One of the important aspects of drawing is, according to Fitch, “how ideas emerge through the drawing process”. For him, “drawing fleshes out thought” – it is a way of “seeing things that don’t exist yet”. (Fitch, 2011) Aku…dalam Mencari Rukun Working Drawings, the set of 28 drawing sketches on paper by Husin Hourmain is about capturing his thinking process, “First I think and then I draw my think.” (Gill, 1940). It was through the act of drawing that thoughts were allowed to manifest, he said and as his hand moved, he became increasingly conscious of those thoughts, which took shape on the canvas. The process was almost like a conversation between the artist and the drawing itself, bringing into consciousness ideas and thoughts not yet given to form. It is through these initial conceptual sketches that Husin Hourmain solidified the idea of his upcoming solo 2018 Aku… Dalam Mencari Rukun.

Drawing itself is a performative act, which transfers raw expressions of the mind to the gestural moves of the hands to mark the surface. “Intensity of feeling can be realized through intensity of form. Actions precede observation, observation precedes reflection, and reflection stimulates imagination, interpretation, and meaning.” (Moore, 2011) In the artworks of Haafiz Shahimi, the artist saw a representational figure emerging from the confluence of printed rust lines (he created rusted metal blocks to be printed on the surface of the canvas). The artist then proceeded to go into his unconscious mind to use gestural actions to mark the canvas with fire instead of controlling the way he draws. Subsequently after he sees the image forming from the accidental effects, he then slowly starts to “flesh” out the representational form on the artworks.
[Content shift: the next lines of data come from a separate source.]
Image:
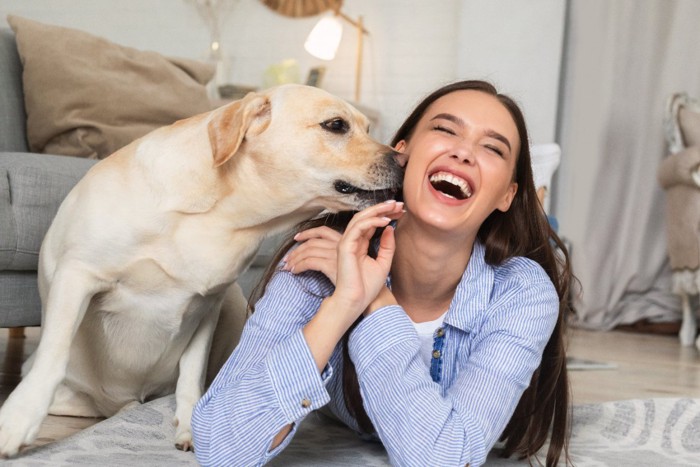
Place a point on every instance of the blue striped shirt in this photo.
(452, 413)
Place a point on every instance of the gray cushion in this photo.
(13, 118)
(32, 186)
(19, 299)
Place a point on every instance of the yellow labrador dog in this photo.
(146, 249)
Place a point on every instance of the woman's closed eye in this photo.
(494, 149)
(444, 129)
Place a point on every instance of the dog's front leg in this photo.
(190, 383)
(68, 298)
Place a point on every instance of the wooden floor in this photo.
(645, 366)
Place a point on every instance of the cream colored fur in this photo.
(147, 247)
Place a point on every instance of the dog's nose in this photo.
(400, 157)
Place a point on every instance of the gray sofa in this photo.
(32, 186)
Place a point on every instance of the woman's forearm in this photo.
(325, 330)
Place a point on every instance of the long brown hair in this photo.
(523, 230)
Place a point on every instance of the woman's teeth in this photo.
(451, 185)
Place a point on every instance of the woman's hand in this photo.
(318, 251)
(359, 277)
(345, 259)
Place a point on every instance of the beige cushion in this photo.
(88, 97)
(689, 121)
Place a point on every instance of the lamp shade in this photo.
(324, 38)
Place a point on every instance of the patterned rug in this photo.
(649, 432)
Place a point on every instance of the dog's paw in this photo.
(183, 440)
(17, 428)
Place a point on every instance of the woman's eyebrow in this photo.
(458, 121)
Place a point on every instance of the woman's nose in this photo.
(463, 153)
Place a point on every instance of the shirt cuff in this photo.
(299, 387)
(378, 332)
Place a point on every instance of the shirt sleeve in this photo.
(417, 423)
(270, 381)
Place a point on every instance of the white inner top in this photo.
(425, 331)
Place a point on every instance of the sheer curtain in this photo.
(622, 60)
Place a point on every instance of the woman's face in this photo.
(462, 156)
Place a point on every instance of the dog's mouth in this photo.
(377, 195)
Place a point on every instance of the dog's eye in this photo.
(336, 125)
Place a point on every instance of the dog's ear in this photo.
(230, 125)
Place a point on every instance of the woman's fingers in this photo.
(391, 209)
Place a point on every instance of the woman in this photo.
(446, 339)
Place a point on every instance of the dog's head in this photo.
(305, 148)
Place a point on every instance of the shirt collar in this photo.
(473, 291)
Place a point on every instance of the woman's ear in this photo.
(400, 146)
(508, 197)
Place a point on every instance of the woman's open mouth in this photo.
(451, 185)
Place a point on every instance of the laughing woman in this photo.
(446, 337)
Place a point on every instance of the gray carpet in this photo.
(650, 432)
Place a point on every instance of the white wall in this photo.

In New Zealand, the 2017 premier award for drawing was not one made with pencil, charcoal on paper or any other traditional medium for drawing; it was a carpet cut into straps. Is cutting drawing, or rather, is creating a three-dimensional installation with lines considered a part of drawing? Should drawing be recognised only in its traditional forms? Fauzin Mustafa believes that his drawing abilities have allowed him to form the moulds for his paper mache, which he collages on his canvas, and that even composing them is part of the formalistic aspects of drawing. Mohd Al-Khuzairie Ali too relied on his drawing abilities to form the moulds for his baby ceramic series. The process of drawing on ceramics and then glazing them is itself a challenging drawing exercise. Masnoor Ramli Mahmud also experiments his drawing abilities on an interesting medium like aluminium sheet.

Drawing the Conclusion

Drawing has been traditionally defined as a form of visual art where an artist uses various drawing instruments to mark paper or any other two-dimensional medium. In this Much Ado about Drawing exhibition, there are artists who interpret drawing through applying lines, space, perspective, form and proportion in their two-dimensional artworks. There are also artists who do not create the literal form of drawing but choose instead to express the idea through moulds of a print, ceramic or even the unconventional method of drawing via pyrography burning. The most important finding is that all the artists involved in this exhibition agree that drawing skill is the most fundamental process for the underlying development of one’s artistic and formalistic skills. Yet the ability to think through drawing and practice the skills with knowledge in this contemporary era is what differentiates drawing from being viewed or labelled traditionally as mere “craft” or “skill”. Instead drawing can be an intrinsic part of the complex and layered process of making an artwork, where the use of lines and marks on surfaces are ways of constructing ideas and simultaneously works as an avenue of artistic expressions.